Work began in mid-2011, and the total cost came to $200 million. No, it’s not a new, state-of-the-art hospital; it’s this year’s summer zombie apocalypse movie. And two hours from now, you may remember that you resolved to spend more time at the beach this summer, and that your sunny days are numbered.

What is the draw to zombie movies, despite their lack of originality, intrigue, or comeliness? The only answer I can propose is that they offer us a lesson in who we are. The genre and its most recent iteration, World War Z, show us, in a reductio ad absurdum, the ultimate consequences of our current culture of death.

World War Z takes place in an apocalyptic society where all of civilization is burning and being physically destroyed. The social aspects go up in flames as well: family life is interrupted and physically pulled apart. Essentials like work, play, education, and producing food are abandoned, and then forgotten. God, or even reference to anything spiritual, is nowhere to be found. An utterly barren and scarred landscape results, literally and symbolically.

The zombie is the embodiment of that landscape—the putrid remains of a person whose meaning, fruitfulness, and very life have departed; the only power left to it is to spread the destruction that it embodies by slavishly following the craving for flesh. We are drawn to zombie movies because our culture has become “zombified”—a culture of death.

The death wrought by the zombies reminds me of a passage from the psalms: “Will those who do evil never understand? They eat up my people as if they were eating bread; and they never think to pray to God” (Ps 14:4). Despite all our technological advances, there are still things we cannot control. Humanity on its own lies helpless in the face of the sweeping zombie apocalypse: one can run or hide, but there is no way to overcome the zombies. Attempts to stop the zombie violence with more violence—Hollywood’s specialty of knives, guns, and explosions—can only stall for time; they cannot offer a solution.

Ultimately, we realize that there is no escape from the cycle of sin, evil, and death by human means alone. As believers, we know that the only solution lies out of our hands. Jesus said,

Behold, the hour is coming and has arrived when each of you will be scattered to his own home and you will leave me alone. But I am not alone, because the Father is with me. I have told you this so that you might have peace in me. In the world you will have tribulation, but take courage, for I have conquered the world. (Jn 16:32–33)

In His incarnation, Jesus has carved a path to life that we can follow all the way to unity with the Father.

If we leave Jesus’ side and walk alone, we will make no progress toward that goal. World War Z has been criticized for its total lack of development, and I would argue that the solutions it proposes—utilitarianism, martial law, and the deification of nature or science—are dehumanizing precisely because they cause man to deny his religious nature, a nature that is open to accepting the movement toward salvation offered by the Gospel.
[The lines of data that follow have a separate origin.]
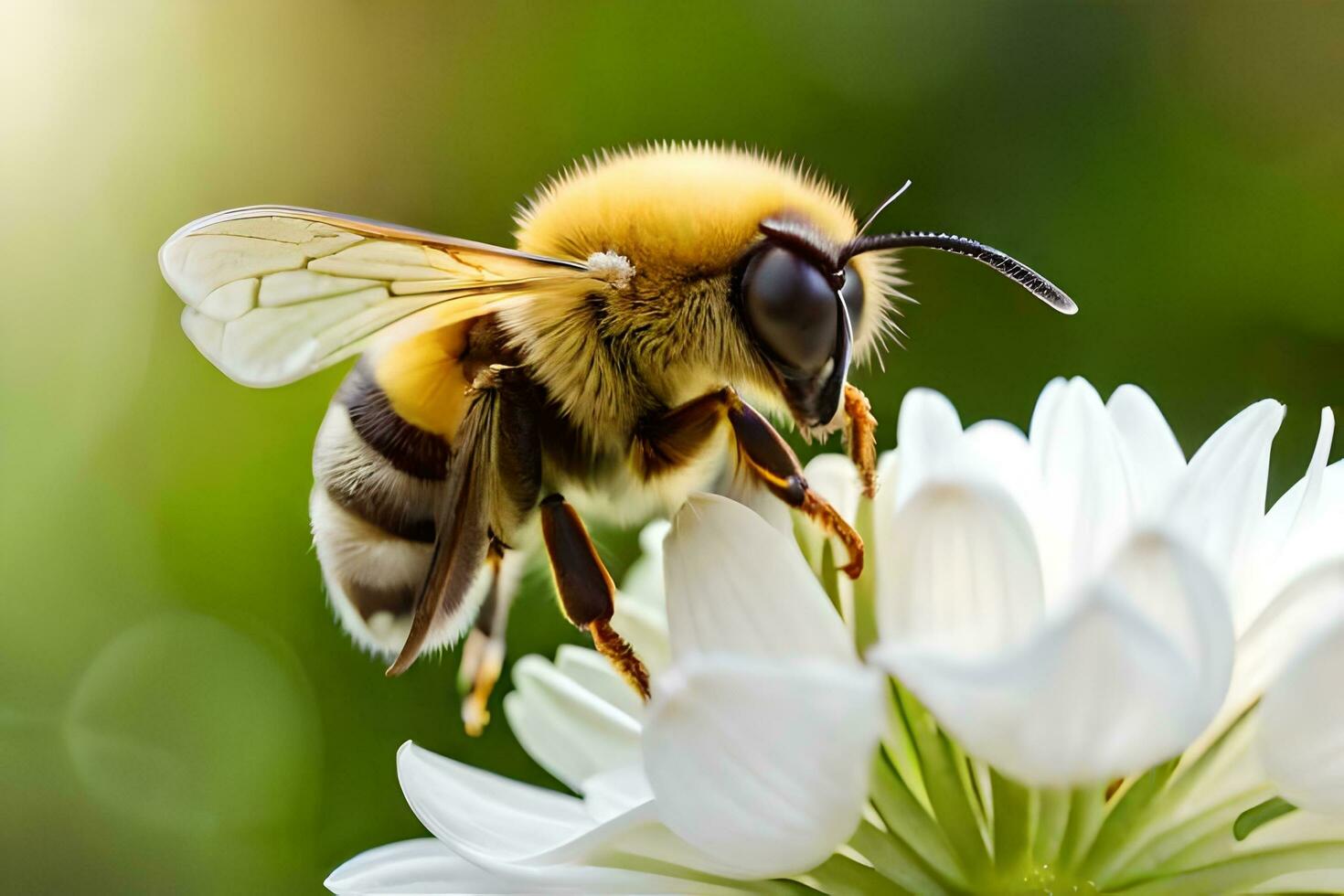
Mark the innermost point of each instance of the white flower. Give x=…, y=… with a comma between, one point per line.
x=1112, y=669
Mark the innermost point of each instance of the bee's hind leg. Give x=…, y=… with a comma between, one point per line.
x=586, y=590
x=483, y=653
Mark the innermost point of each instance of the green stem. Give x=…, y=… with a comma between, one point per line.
x=1012, y=824
x=1171, y=842
x=1260, y=815
x=895, y=861
x=944, y=779
x=1086, y=813
x=901, y=749
x=910, y=822
x=1051, y=822
x=1121, y=822
x=1241, y=872
x=1144, y=836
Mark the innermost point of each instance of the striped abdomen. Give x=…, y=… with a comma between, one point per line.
x=378, y=481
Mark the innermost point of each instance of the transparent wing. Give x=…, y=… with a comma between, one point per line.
x=276, y=293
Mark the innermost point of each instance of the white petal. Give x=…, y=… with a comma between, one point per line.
x=928, y=435
x=425, y=867
x=1108, y=689
x=735, y=584
x=1152, y=454
x=644, y=624
x=763, y=764
x=592, y=672
x=569, y=730
x=484, y=816
x=960, y=571
x=1041, y=415
x=1004, y=457
x=1221, y=498
x=615, y=792
x=748, y=491
x=835, y=477
x=1303, y=726
x=1086, y=486
x=1284, y=629
x=1301, y=531
x=496, y=822
x=644, y=579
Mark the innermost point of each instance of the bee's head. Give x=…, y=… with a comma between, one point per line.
x=800, y=306
x=801, y=298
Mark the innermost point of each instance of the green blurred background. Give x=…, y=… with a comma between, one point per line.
x=179, y=712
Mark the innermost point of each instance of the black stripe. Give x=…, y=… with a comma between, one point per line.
x=377, y=508
x=411, y=449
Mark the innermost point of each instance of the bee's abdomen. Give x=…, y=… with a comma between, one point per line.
x=378, y=484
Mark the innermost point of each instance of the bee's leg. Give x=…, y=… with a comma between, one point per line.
x=860, y=437
x=672, y=438
x=483, y=653
x=586, y=590
x=777, y=466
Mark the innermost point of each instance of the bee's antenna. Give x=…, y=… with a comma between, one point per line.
x=882, y=208
x=1001, y=262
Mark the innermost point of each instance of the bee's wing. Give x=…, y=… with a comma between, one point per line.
x=277, y=293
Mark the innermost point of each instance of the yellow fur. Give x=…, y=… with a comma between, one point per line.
x=683, y=215
x=692, y=208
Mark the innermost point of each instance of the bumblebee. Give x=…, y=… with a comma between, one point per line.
x=657, y=303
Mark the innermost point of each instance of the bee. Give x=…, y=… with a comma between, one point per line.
x=659, y=304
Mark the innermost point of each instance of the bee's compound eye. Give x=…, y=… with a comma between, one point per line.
x=852, y=295
x=792, y=308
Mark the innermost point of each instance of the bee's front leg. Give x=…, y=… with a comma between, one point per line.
x=860, y=438
x=671, y=438
x=777, y=466
x=586, y=590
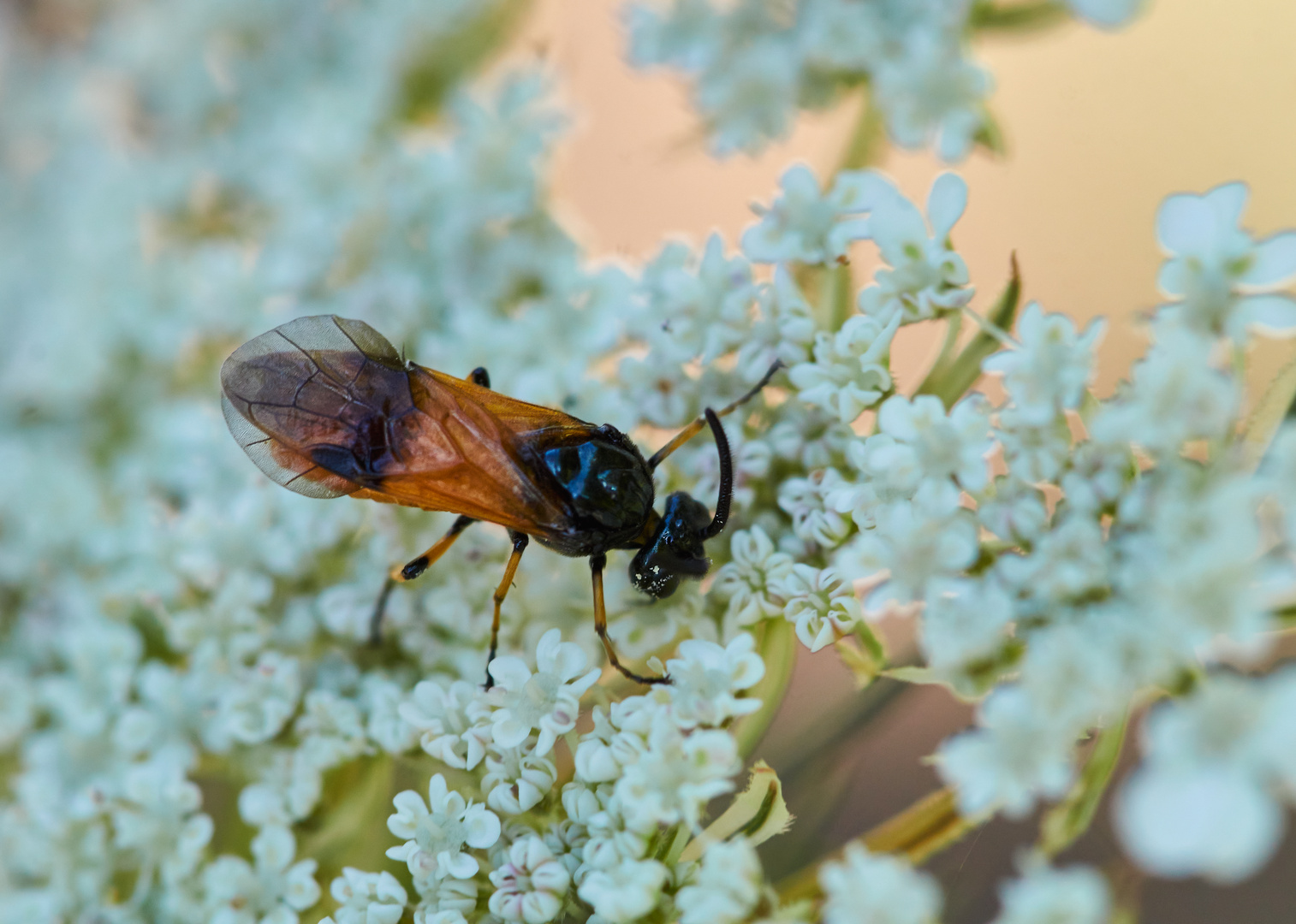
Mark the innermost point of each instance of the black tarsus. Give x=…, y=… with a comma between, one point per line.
x=726, y=496
x=520, y=542
x=411, y=571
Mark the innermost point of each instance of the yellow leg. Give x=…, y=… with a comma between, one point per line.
x=600, y=624
x=520, y=541
x=411, y=571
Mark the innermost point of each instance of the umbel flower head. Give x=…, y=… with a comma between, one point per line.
x=549, y=700
x=437, y=831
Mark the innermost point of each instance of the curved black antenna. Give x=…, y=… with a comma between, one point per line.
x=722, y=504
x=696, y=427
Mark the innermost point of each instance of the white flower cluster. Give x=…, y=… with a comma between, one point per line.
x=754, y=63
x=191, y=723
x=533, y=850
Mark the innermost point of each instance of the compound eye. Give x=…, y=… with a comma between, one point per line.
x=651, y=576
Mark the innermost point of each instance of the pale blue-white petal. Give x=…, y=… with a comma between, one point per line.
x=844, y=232
x=897, y=223
x=1275, y=262
x=1173, y=277
x=1185, y=224
x=1106, y=13
x=1228, y=201
x=1273, y=312
x=861, y=189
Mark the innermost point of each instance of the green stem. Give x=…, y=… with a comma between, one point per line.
x=1020, y=17
x=778, y=647
x=1071, y=818
x=941, y=367
x=867, y=140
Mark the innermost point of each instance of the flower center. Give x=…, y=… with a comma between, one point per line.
x=441, y=832
x=536, y=699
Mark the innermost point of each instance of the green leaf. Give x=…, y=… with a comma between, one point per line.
x=945, y=358
x=864, y=654
x=441, y=63
x=1275, y=405
x=1019, y=17
x=1071, y=818
x=757, y=814
x=966, y=368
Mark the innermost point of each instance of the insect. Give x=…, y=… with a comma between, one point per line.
x=325, y=406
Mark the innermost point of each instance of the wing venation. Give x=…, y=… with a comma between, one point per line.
x=324, y=406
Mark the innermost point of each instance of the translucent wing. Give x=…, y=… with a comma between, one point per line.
x=325, y=407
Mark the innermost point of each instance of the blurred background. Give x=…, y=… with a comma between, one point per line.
x=1099, y=127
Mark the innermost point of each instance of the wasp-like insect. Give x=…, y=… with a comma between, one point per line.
x=325, y=407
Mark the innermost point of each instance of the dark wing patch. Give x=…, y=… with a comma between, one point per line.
x=307, y=402
x=324, y=407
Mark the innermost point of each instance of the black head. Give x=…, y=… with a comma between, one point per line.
x=675, y=548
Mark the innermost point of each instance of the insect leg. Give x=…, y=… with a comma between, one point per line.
x=520, y=541
x=600, y=624
x=696, y=427
x=411, y=571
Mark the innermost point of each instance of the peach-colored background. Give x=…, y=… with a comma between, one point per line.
x=1101, y=126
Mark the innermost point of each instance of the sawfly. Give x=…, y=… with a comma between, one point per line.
x=325, y=406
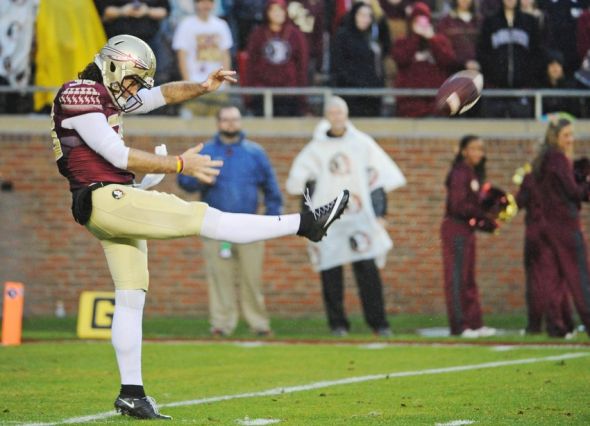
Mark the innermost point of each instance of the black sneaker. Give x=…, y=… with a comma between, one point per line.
x=140, y=408
x=324, y=216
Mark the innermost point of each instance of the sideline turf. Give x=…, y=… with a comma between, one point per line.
x=44, y=382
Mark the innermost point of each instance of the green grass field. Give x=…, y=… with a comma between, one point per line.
x=362, y=380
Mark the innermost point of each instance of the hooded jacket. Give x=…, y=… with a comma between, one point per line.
x=354, y=62
x=509, y=55
x=277, y=59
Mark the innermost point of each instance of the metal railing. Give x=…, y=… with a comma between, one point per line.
x=388, y=94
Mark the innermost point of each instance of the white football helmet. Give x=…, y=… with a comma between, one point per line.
x=126, y=56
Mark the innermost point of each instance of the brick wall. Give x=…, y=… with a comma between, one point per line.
x=43, y=247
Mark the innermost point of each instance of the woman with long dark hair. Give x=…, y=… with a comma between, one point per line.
x=357, y=60
x=463, y=216
x=562, y=231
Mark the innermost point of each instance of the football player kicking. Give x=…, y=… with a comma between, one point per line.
x=91, y=154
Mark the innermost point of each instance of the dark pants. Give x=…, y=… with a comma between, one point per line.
x=461, y=293
x=370, y=292
x=568, y=252
x=546, y=296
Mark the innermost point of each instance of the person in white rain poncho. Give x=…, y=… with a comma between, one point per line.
x=341, y=156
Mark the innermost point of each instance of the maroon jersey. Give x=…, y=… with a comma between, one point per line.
x=463, y=194
x=76, y=160
x=529, y=198
x=562, y=195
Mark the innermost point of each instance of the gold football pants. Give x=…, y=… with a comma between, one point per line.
x=123, y=218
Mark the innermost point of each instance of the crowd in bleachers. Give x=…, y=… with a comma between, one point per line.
x=298, y=43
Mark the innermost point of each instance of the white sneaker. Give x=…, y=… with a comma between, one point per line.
x=486, y=331
x=470, y=334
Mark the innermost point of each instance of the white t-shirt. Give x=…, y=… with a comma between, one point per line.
x=204, y=43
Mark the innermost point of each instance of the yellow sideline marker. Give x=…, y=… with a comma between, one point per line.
x=95, y=314
x=12, y=313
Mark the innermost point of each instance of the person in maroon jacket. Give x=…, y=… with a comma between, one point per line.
x=464, y=215
x=423, y=59
x=278, y=56
x=557, y=314
x=561, y=201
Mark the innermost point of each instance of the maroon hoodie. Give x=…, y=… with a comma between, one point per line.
x=463, y=194
x=277, y=59
x=421, y=63
x=462, y=35
x=529, y=198
x=561, y=195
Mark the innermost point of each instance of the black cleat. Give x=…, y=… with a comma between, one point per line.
x=140, y=408
x=324, y=216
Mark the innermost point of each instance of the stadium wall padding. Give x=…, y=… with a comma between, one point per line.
x=57, y=259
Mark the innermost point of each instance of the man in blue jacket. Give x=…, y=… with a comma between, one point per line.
x=246, y=170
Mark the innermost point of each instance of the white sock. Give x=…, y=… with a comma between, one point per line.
x=127, y=333
x=247, y=228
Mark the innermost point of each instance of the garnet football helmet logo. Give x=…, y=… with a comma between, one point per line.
x=126, y=57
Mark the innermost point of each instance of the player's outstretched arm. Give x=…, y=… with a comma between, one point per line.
x=191, y=163
x=180, y=91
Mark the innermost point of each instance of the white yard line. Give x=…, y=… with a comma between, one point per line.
x=329, y=383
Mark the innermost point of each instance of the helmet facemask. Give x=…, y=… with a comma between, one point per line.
x=126, y=58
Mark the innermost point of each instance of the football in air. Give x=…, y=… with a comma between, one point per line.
x=459, y=93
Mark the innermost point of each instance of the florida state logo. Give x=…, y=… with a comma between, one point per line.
x=355, y=203
x=339, y=164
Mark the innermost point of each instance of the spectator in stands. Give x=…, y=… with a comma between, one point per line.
x=461, y=27
x=140, y=18
x=540, y=268
x=246, y=171
x=278, y=56
x=554, y=78
x=562, y=230
x=508, y=51
x=357, y=61
x=16, y=38
x=379, y=28
x=308, y=16
x=489, y=8
x=167, y=63
x=463, y=216
x=338, y=156
x=57, y=57
x=202, y=44
x=560, y=19
x=530, y=7
x=424, y=59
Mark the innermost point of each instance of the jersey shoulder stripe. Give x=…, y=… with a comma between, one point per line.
x=82, y=97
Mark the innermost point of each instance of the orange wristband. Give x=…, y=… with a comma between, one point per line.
x=179, y=164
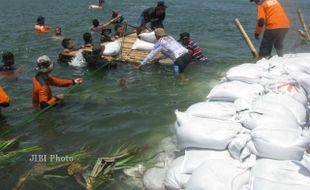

On the contrary, both World War Z and contemporary society understand us to be a frenzied collection of insects scrambling on top of each other to satisfy our flesh-craving. The film sweeps along as one breathlessly busy conflict from start to finish, rising only with the intensity and scale of the carnage and the explosions. It establishes a rat-race for us and offers no new destinations, only larger rats and fancier mazes.

With a hopeless leitmotif of death and despair, zombie apocalypse movies have been recurring with futility year after year, but the one army of living dead that audiences are truly waiting for has yet to come to the silver screen. It’s already been written down, though, in the book of Ezekiel. There, the prophet, following God’s direction, stands above a vast valley of dried bones of the long-dead warriors of all of Israel. With utter faith in God and the unlimited power of His Word, Ezekiel prophesies. God’s Word gives them flesh and His breath gives them life, and they glorify Him with the gifts they have received:

I prophesied as he commanded me, and the breath entered them; they came to life and stood on their feet, a vast army. He said to me: Son of man, these bones are the whole house of Israel! They are saying, ‘Our bones are dried up, our hope is lost, and we are cut off.’ Therefore, prophesy and say to them: Thus says the Lord God: Look! I am going to open your graves . . . I will put my spirit in you that you may come to life, and I will settle you in your land. Then you shall know that I am the Lord. I have spoken; I will do it. (Ez 37:10-14)

For all its intensity and supposed excitement, a zombie apocalypse does not offer any real action toward a lasting solution. In the end, “if the Lord does not watch over the city, in vain do the watchmen keep vigil” (Ps 127:1), for, as the prophet Ezekiel tells us, only the breath of God can renew us.